The last official day…well,
sort of. This fasting experience has
completely challenged us in ways we never imagined. Making out our grocery store list for the
weekend, we realized that we are going to continue this journey…for God. We aren’t going to become vegans or anything,
even though I totally get the desire for that now. But, we are only going to bring back a few of
the things we missed during this journey…a few
milk products, a small amount of sugar, and some chocolate. But, overall, this has truly been a
game-changer. Doing something for God
for 21 days has been the coolest experience.
I had no idea that I would get this much from it or spend this kind of
quality time in His presence.
I have learned so
much about myself throughout the last three weeks. It is so sad to think I am almost
forty-years-old, and I am still figuring out how much more I need to seek
You. I thought I was doing such a good
job, living in Your presence, talking to You all day long, asking for Your plan
to be my plan…but
somehow I think I missed the part when You were in charge of me. I have learned to lose control of pretty much
everything, of course, I also found out that I never had control anyway. (Big breakthrough, there…) My soul finally
understands what it means to rest in Your presence and to allow You to work in
such a great degree that I cannot imagine going back to the old me. I know that the world will tempt me , engage
me, and mess me up over and over again…but I
will continue to be drawn back to You letting You lead me, guide me, mold me,
and focus my energy into Your plan for my life.
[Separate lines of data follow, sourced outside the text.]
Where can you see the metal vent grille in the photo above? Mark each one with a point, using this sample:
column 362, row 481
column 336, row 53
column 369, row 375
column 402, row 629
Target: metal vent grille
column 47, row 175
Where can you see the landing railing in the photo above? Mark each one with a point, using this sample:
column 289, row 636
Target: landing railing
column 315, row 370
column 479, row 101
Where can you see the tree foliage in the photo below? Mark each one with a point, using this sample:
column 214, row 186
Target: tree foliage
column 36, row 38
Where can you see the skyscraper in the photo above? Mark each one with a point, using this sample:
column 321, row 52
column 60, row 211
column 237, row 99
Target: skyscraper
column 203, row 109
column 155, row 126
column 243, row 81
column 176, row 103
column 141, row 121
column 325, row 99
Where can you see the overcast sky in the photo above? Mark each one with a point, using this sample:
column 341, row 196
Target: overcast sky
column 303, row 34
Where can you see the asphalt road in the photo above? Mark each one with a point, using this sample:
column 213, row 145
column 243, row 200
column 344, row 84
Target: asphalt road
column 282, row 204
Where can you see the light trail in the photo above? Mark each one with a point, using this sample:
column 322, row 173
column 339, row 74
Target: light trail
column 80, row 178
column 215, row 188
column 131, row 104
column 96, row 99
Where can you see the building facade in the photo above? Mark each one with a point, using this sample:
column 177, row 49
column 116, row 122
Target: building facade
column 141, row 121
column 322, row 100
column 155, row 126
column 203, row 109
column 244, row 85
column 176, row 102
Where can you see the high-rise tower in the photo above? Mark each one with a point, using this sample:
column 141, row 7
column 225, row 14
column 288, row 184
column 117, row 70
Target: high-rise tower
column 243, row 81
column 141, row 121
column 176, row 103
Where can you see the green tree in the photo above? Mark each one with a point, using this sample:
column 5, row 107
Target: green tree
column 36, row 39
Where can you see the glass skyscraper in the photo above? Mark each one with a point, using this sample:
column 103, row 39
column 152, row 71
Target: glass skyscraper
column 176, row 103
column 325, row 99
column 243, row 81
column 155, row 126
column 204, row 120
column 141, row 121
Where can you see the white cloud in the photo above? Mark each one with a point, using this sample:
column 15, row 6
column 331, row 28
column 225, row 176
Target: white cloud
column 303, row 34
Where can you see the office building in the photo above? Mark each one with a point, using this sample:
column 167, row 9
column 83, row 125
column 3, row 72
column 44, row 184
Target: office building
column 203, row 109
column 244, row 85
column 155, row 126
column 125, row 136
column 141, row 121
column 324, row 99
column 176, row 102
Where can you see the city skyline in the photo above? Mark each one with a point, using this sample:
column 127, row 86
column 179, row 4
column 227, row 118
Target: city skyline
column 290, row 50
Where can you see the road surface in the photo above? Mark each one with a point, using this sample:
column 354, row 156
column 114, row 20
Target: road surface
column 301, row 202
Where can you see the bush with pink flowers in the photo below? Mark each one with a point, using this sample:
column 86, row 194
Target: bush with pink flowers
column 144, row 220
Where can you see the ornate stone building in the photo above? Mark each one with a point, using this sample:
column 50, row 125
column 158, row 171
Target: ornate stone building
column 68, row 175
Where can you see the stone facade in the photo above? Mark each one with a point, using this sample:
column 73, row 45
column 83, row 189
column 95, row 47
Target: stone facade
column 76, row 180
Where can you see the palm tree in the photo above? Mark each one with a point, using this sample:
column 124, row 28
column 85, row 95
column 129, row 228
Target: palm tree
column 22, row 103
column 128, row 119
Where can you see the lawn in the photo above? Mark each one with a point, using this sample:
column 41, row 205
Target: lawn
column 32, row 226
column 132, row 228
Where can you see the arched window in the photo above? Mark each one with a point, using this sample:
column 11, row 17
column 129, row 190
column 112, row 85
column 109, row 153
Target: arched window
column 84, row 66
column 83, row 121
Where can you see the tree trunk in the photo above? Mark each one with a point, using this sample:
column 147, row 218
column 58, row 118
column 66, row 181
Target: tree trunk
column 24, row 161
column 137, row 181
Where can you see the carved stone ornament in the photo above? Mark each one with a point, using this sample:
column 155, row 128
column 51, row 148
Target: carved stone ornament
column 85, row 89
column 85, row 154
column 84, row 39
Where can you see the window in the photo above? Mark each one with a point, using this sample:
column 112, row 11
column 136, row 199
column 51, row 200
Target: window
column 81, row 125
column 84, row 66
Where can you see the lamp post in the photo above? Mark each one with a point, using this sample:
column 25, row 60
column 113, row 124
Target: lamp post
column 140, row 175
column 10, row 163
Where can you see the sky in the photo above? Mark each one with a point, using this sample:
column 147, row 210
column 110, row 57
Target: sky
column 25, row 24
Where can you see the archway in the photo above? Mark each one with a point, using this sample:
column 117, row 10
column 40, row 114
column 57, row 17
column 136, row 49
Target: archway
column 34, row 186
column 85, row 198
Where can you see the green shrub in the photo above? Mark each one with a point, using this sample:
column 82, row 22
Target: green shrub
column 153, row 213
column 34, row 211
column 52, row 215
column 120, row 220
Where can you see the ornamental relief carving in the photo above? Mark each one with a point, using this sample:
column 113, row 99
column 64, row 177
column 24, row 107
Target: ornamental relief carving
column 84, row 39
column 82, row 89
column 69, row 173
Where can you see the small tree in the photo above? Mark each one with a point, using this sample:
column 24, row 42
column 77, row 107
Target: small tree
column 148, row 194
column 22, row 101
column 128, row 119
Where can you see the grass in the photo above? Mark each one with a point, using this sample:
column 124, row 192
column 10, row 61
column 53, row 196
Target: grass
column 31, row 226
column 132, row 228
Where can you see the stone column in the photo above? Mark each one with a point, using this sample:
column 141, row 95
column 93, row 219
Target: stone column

I am even more excited to see what happens in the coming days now that
I have my own choices to make again. It
was easy to rely on You and make sacrifices for You for the past three
weeks. I wanted to please You, so now I
get to please you more while I struggle with my own free-will. I know that no matter what I do, You will
always be there holding my hand…reminding
me that I am Your daughter…telling
me that You made me for Your purpose…loving
me…and
that is all I need. Thank you God for
leading us to this point in our lives…for
giving us such a desire to know You…for
allowing us to be bold for You…and
for showing me that living a life for You is the only life to live.